A federal judge on Wednesday rejected the Justice Department’s request to unseal grand jury materials in its prosecution against Jeffrey Epstein, thwarting the Trump administration’s primary strategy to try and quell the public uproar over it refusing to release the full Epstein files—though the grand jury materials were unlikely to have revealed much information even if they had been released.

Key Facts

New York Judge Richard Berman denied the DOJ’s request to make a number of documents public from the grand jury that decided to indict Epstein in 2019, including transcripts from the grand jury and exhibits that the grand jury was shown.

The Trump administration asked the court to unseal the materials in response to the public backlash over the DOJ’s memo announcing it would not release any further files on Epstein to the public.
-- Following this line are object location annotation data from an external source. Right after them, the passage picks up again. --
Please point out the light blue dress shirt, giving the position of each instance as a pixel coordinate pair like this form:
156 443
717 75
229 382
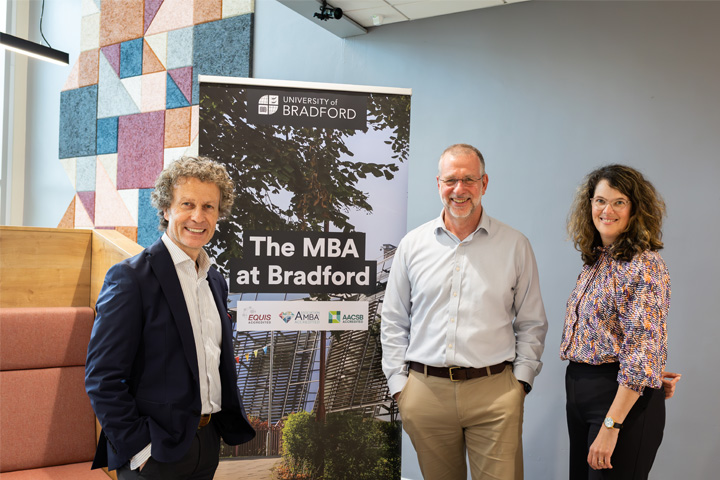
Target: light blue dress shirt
469 303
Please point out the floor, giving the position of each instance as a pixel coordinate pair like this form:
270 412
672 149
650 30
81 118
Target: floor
246 468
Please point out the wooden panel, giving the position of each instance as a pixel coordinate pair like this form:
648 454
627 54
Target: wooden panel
44 267
108 248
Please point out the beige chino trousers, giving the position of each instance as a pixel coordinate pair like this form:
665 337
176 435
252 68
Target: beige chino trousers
482 417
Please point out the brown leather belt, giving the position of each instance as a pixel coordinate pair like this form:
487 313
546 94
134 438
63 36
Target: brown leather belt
457 374
204 420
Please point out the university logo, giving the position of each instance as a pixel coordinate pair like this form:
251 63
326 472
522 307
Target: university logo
268 104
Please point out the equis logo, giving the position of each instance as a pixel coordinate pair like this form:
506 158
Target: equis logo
268 104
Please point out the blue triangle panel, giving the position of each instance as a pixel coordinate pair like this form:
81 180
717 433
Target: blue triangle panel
175 97
131 58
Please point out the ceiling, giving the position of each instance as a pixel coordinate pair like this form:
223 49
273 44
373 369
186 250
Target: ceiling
359 15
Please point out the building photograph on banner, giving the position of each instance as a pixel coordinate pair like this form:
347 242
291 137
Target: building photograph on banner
321 182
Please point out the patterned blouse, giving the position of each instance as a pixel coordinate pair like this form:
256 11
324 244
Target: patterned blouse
616 313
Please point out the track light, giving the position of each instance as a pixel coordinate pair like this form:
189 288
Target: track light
33 49
327 12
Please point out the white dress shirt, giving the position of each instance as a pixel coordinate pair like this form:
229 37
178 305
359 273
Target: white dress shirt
206 326
469 303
Grand jury materials can typically only be made public under a very narrow set of circumstances, and while the Trump administration had argued that the Epstein case merited an exception due to the public interest in the case, Berman disagreed.
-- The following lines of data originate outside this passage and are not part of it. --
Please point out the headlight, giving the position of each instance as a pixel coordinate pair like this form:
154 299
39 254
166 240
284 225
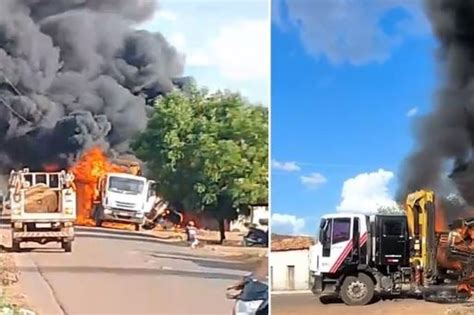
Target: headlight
247 307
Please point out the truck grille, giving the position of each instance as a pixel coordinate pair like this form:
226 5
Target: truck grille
41 234
125 205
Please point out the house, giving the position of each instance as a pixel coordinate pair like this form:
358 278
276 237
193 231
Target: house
289 262
258 216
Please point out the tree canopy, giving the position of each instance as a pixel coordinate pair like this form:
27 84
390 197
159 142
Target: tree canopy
207 151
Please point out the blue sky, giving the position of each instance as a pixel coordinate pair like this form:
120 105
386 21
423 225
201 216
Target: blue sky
226 42
350 79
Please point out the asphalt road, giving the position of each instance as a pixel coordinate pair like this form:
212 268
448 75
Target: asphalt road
302 304
121 272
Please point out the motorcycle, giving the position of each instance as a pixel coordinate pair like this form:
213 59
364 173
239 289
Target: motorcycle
251 297
256 237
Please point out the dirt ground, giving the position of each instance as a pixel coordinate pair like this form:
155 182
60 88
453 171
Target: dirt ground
302 304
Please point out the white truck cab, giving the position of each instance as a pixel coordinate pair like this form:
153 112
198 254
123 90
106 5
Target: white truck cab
335 241
124 198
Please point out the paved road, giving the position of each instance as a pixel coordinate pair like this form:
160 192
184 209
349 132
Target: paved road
118 272
302 304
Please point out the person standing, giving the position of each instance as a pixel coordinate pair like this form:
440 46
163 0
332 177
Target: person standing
191 231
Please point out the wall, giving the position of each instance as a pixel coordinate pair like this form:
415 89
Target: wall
279 271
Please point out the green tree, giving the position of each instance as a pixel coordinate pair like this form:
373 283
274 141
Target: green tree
207 152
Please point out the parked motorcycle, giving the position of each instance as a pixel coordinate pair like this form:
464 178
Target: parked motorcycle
256 237
251 297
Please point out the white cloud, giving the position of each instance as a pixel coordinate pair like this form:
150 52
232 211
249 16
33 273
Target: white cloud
352 31
286 166
412 112
242 50
287 224
367 192
313 180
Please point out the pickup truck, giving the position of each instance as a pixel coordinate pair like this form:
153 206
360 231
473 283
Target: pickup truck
42 207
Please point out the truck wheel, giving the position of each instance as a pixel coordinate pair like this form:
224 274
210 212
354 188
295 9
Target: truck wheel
357 290
67 246
16 246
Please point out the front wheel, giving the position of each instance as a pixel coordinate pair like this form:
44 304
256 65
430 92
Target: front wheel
98 215
67 246
16 246
357 290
The judge wrote that while there is “certainly and appropriately lots of discussion about the Epstein case,” that interest is “legally insufficient” to justify the materials being released, and other factors also warrant the records remaining under seal, such as protecting the privacy and safety of Epstein’s victims.
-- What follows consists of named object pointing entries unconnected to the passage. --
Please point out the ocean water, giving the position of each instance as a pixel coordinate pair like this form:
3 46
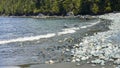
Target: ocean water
32 41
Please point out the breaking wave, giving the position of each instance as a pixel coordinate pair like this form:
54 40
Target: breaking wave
49 35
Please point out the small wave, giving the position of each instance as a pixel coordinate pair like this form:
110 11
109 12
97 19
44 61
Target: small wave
33 38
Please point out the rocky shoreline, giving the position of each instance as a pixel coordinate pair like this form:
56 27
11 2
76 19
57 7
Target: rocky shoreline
102 48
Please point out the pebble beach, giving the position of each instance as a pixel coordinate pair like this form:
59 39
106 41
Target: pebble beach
101 48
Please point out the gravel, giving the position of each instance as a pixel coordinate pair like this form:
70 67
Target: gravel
102 47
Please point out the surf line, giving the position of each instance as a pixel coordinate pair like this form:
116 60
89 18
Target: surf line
33 38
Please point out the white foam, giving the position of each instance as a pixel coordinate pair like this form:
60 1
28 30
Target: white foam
33 38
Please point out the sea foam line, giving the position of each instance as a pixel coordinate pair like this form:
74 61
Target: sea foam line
33 38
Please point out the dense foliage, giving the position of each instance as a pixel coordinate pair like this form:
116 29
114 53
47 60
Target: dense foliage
57 7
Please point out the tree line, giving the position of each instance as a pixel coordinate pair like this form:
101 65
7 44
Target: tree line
57 7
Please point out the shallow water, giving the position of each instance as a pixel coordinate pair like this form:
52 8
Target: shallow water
34 41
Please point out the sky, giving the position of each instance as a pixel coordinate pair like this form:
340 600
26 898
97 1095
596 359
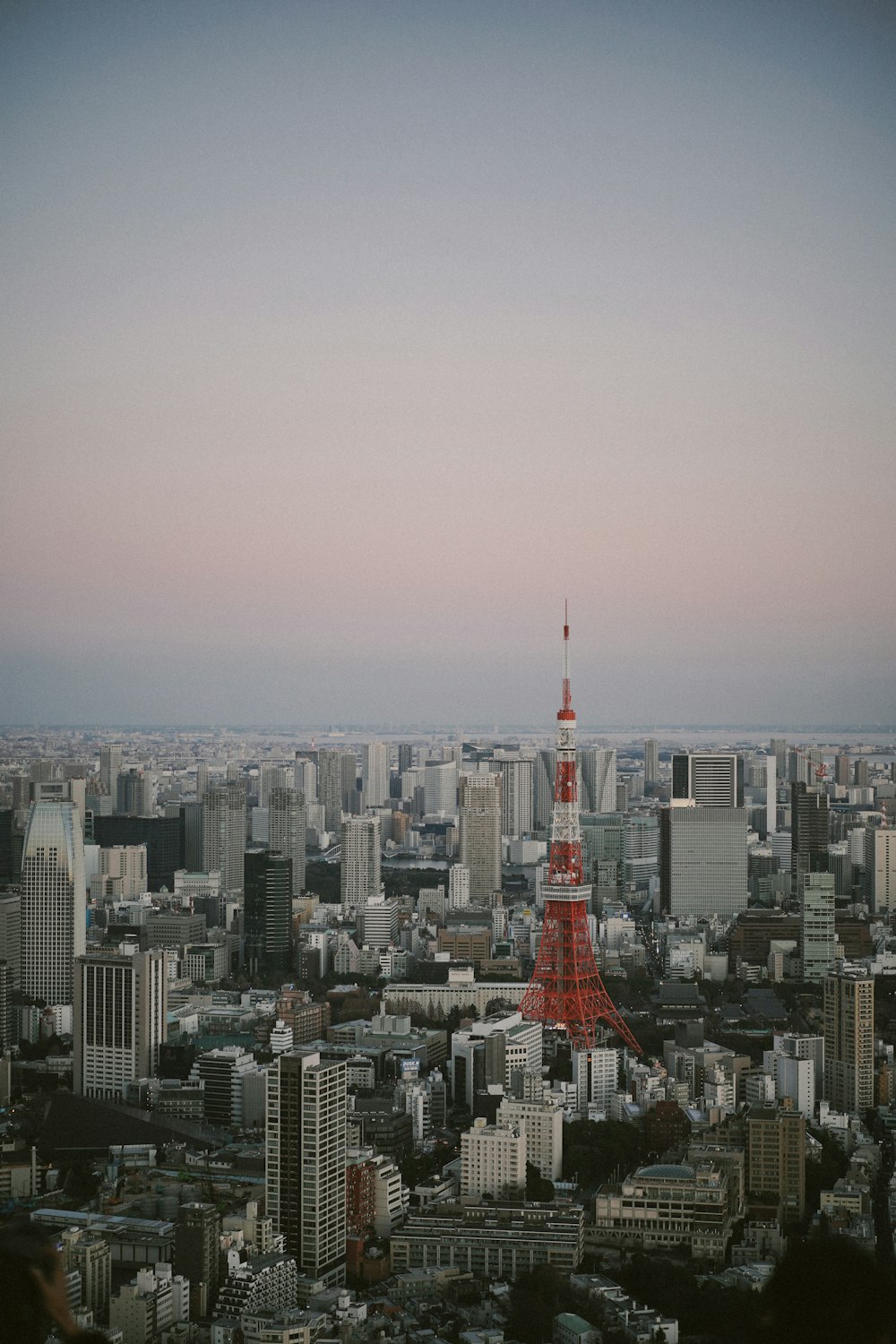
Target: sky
343 341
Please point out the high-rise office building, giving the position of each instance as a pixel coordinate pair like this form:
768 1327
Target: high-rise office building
777 1158
440 788
598 780
268 914
516 798
306 1160
374 774
711 779
134 795
287 827
225 833
330 785
120 1021
849 1040
360 860
198 1254
306 777
809 835
54 900
817 935
880 870
11 935
125 867
109 768
479 833
702 868
381 922
543 785
778 747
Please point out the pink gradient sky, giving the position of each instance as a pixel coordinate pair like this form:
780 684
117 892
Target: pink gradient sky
344 340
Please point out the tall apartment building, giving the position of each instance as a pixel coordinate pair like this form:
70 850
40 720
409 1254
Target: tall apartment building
817 935
440 788
381 922
360 860
711 779
479 833
110 768
306 1161
540 1118
90 1255
595 1074
11 935
493 1160
374 774
268 913
777 1158
650 761
702 860
120 1021
516 797
287 831
880 870
198 1254
54 900
809 838
597 780
849 1042
225 833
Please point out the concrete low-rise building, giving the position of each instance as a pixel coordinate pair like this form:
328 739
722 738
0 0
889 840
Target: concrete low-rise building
495 1239
664 1206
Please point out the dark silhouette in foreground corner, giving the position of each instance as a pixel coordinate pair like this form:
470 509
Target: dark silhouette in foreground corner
32 1289
829 1292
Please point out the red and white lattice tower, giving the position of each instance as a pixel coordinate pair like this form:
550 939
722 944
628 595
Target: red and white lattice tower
565 989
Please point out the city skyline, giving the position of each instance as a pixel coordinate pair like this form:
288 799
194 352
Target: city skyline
328 324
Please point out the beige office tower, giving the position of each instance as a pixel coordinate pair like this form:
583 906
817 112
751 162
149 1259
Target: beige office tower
360 860
479 835
306 1161
225 833
849 1042
120 1021
110 769
287 825
880 870
54 900
375 774
516 798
Berman suggested the DOJ should instead release its own files in the Epstein case rather than ask for the grand jury materials to be unsealed, noting it is “the logical party” to release files on Epstein and that the information in the grand jury materials “pales in comparison” to the information “in the hands of the Department of Justice.”

The ruling comes after two other courts previously rejected other requests by the DOJ to unseal grand jury materials in cases against Epstein and associate Ghislaine Maxwell.

This story is breaking and will be updated.